15 de out de 2011

Trambolho

Dei-me conta dos grandes e pequenos erros cometidos por aí. Porém, mais do que tamanho ou intensidade, o destaque e a fama ficam para o desenrolar dos fatos durante a  próxima semana.

Vejamos. Com uma opção que depende de duas variáveis para exercer dois eventos distintos é até fácil de prever a catástrofe ou o acerto, assim como prevenir ou amenizar as consequências. Mas, como indivíduos preferem situações complexas (não por preferir exatamente, é o modo como a vida se estrutura) e costumam exagerar em certas atitudes, a primeira frase desse parágrafo já torna-se inútil.

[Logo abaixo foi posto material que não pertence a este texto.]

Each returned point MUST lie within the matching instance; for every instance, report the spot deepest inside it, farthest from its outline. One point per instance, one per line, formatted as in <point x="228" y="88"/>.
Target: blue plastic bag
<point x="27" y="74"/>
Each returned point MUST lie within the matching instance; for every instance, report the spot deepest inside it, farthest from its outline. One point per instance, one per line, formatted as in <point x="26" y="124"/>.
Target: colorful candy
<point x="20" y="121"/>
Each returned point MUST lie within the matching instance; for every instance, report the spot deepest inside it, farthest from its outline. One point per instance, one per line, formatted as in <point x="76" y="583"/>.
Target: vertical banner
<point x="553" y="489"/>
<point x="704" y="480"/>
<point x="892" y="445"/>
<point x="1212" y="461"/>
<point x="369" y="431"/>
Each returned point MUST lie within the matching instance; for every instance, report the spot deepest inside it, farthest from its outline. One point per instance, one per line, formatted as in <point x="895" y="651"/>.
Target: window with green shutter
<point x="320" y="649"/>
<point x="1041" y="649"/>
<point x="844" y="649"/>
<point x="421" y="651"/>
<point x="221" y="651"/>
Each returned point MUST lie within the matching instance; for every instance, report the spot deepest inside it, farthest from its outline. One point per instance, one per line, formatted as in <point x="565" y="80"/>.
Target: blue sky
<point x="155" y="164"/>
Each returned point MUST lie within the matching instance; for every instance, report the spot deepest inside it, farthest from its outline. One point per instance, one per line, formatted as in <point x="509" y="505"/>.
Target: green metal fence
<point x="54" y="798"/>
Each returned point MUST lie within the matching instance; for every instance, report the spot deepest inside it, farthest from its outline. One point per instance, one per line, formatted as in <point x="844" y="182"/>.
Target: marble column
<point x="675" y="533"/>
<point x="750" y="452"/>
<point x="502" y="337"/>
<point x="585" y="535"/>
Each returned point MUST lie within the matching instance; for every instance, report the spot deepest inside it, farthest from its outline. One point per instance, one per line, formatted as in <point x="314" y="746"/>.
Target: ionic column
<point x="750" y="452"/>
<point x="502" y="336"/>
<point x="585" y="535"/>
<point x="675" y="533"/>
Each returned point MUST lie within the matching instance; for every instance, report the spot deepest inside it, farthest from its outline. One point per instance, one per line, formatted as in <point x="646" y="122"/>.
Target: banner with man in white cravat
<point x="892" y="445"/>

Inútil também se tornam certos conceitos deterministas. Pois não definiriam com exatidão situações complexas com as quais me deparo, talvez apenas deem pista de uma explicação aceitável para situações de duas variáveis.

Mas por aí chove momentos pouco deterministas e de encruzilhadas ricas em bifurcações. E cada caminho situado ali, que leva a algum lugar (ou a lugar algum), na maioria das vezes desconhecidos, reserva ao final um buraco de alguns metros. Uma queda é quase sempre esperada. E se aguarda com esperança uma altura mínima.

12 de out de 2011

O rito

Cercado por fortificações não hostis, por isso agradavelmente suntuosas e desarmadas, está a concepção propriamente dita do ser humano. Insignificante para a maioria, irrelevante para grande parte, relevante para pouco menos de uma minoria, e entendido como importante para três ou dois.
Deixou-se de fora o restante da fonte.